'Corrupt' Tagwireyi Eroded Local Currency Value, Caused Food Price Hikes: UK


The United Kingdom (UK) has blamed President Emmerson Mnangagwa's ally and 

petroleum mogul, Kudakwashe Tagwireyi, for eroding the Southern African 

economy's currency by engaging in arbitrage deals, which also spawned food 

price hikes.

UK has also warned its citizens to be wary of doing business in Zimbabwe as 

it ranks among high risk countries to set up enterprise due to prohibitive 

and volatile foreign exchange controls, high inflation, fragile property 

rights, and pervasive corruption.

Through an advisory statement, the UK government said, "Under the UK’s 

Global Anti-Corruption sanctions regime, Zimbabwean Kudakwashe Regimond 

Tagwirei was sanctioned, including asset freeze and travel ban this year, 

for profitting from misappropriation of property when his company, Sakunda 

Holdings, redeemed Government of Zimbabwe Treasury Bills at up to ten times 

their official value. 

"His actions accelerated the devaluation of Zimbabwe’s currency, increasing 

the price of essentials, such as food."

It further reads, "As well as targeted sanctions on the five individuals 

referenced on the UK sanctions list, the UK implements an arms embargo and 

transit restriction on military and dual-use goods trade with Zimbabwe as 

part of Export Control Order 2008.

"It should be noted that these are targeted sanctions, and not intended to 

deter trade and investment with Zimbabwe. Indeed, the UK continues to work 

with Zimbabwe to increase bilateral trade, with the UK-ESA Economic 

Partnership Agreements."

It further warned of the adverse investment climate, saying, "Doing 

business in Zimbabwe can be challenging, with a number of obstacles and 

pitfalls. Repatriating profits and paying overseas suppliers is cited as 

the main challenge, and exporters to Zimbabwe should engage with their 

customer and/or bank to ensure that this risk is mitigated.

"The high and volatile inflation also makes the business environment more 

uncertain: many businesses price in US dollars but as discussed above the 

supply of foreign currency is erratic."

Zimbabwe sits at 140 out of 190 economies assessed in the 2020 World Bank's 

'Ease of Doing Business' report, an increase from 155 in 2019.

The country has a poor human rights record and continued abuses have 

resulted in the placement of targeted sanctions, including travel bans and 

asset freezes, on four security chiefs on 1 February this year to reflect 

their role in the most egregious human rights violations involving six 

deaths protestors in August 2018 and 17 protestors in January 2019, it was 

also noted.

"Necessary currency reforms have been slow, and whilst businesses are 

currently able to pay overseas suppliers and repatriate profits through the 

foreign currency auction, this process is slow and unreliable. Exchange 

rate management by the Reserve Bank continues to leave a large gap between 

the official and parallel market rates, increasing the risk of arbitrage."

It further states, "A legacy of the Fast Track Land Reform programme of the 

2000s is the inability to use agricultural land as collateral, stymying 

investment in the agricultural sector.

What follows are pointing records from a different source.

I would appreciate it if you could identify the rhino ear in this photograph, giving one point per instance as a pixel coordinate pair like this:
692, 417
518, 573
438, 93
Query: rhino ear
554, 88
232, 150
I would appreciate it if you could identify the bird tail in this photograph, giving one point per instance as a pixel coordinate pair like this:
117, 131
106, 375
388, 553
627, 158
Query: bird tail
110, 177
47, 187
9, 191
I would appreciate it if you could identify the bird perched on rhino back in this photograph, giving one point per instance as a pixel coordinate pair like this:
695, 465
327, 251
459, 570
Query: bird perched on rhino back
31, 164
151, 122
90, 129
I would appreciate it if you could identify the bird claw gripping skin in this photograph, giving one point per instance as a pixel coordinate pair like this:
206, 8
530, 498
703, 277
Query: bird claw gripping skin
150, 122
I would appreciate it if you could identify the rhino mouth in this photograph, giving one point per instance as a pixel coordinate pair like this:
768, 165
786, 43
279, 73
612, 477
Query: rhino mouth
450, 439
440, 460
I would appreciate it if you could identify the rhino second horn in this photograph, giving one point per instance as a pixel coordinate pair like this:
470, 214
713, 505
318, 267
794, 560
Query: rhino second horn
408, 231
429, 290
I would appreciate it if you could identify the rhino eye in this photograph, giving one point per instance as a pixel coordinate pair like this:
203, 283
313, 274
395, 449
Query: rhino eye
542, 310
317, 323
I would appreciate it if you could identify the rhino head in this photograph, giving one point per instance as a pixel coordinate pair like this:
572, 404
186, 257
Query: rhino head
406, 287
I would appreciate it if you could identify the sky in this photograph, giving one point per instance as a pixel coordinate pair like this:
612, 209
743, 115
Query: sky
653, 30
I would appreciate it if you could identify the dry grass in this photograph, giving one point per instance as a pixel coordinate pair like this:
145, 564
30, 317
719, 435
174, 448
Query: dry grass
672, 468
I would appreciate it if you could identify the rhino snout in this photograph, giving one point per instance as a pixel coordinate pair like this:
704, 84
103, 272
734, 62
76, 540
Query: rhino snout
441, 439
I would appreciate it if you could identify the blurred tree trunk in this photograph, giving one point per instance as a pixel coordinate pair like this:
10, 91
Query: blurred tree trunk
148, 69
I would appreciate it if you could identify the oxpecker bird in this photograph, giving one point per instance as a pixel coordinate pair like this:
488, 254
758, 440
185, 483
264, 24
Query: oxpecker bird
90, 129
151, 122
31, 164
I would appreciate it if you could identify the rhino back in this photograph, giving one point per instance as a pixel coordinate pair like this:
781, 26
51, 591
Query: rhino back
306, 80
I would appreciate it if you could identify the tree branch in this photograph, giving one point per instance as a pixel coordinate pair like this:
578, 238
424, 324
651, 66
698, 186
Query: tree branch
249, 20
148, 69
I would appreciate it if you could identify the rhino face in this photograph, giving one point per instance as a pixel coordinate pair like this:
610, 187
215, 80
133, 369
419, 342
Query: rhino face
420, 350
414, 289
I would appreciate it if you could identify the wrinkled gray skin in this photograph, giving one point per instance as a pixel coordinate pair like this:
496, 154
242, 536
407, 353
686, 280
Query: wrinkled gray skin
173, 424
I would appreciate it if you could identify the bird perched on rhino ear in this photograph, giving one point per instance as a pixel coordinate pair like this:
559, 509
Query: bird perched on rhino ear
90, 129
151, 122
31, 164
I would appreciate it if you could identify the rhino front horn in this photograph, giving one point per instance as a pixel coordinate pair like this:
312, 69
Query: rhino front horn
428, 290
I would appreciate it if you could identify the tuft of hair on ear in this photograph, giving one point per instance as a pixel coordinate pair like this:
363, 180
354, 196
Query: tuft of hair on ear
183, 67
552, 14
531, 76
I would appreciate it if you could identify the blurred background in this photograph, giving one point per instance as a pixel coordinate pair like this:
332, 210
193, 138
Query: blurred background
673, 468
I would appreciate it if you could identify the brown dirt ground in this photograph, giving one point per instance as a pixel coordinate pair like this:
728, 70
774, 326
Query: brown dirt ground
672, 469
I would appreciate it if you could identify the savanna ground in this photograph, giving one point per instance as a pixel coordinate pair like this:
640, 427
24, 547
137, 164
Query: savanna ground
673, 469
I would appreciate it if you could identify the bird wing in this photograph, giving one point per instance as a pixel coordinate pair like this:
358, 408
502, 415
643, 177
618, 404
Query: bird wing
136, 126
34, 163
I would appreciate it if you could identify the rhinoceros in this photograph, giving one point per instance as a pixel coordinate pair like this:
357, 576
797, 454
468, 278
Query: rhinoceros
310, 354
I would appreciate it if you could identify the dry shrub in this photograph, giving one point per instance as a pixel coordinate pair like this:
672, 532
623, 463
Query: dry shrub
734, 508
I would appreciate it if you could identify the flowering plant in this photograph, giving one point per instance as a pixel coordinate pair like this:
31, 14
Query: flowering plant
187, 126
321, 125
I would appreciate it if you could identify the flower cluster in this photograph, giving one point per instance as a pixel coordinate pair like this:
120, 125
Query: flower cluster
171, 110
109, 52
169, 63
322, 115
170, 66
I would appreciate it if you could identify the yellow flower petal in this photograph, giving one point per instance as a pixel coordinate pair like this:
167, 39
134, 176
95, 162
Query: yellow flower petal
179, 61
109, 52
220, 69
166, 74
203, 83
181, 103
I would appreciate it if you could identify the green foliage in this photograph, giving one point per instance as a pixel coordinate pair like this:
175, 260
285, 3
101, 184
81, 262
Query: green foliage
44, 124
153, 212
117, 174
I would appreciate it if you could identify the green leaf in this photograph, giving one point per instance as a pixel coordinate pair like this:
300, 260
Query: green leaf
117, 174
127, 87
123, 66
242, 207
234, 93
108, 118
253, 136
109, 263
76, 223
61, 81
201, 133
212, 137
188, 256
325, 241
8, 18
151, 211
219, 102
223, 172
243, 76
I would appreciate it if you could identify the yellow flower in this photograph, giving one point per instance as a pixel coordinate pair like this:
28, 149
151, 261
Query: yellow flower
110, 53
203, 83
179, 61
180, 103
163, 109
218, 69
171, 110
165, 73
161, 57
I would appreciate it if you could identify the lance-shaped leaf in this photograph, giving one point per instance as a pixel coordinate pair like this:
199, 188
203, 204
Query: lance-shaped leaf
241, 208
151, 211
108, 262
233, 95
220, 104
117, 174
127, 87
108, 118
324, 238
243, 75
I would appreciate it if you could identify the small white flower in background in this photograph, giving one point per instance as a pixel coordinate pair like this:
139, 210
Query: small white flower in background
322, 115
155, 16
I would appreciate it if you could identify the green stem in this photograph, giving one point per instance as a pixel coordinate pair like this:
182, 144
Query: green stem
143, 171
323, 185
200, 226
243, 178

The current administration’s 

relaxation of indigenisation requirements, and fledgling attempts to 

compensate dispossessed farmers, is a promising step, but occasional and 

localised instances of land invasions continue to damage the credibility of 

property rights in Zimbabwe. 

"As a result, Zimbabwe’s global competitiveness has been declining since 

2015 and is below the sub-Saharan African average. Zimbabwe ranks 124th out 

of 137 in the Global Competitiveness Index (GCI)."

Electricity shortages are common, although this situation has improved 

since the frequent outages of 2019. Increased rainfall has helped the 

country’s primary hydroelectric station return close to fully capacity, 

whilst structural reforms to the state utility have reduced its debt burden.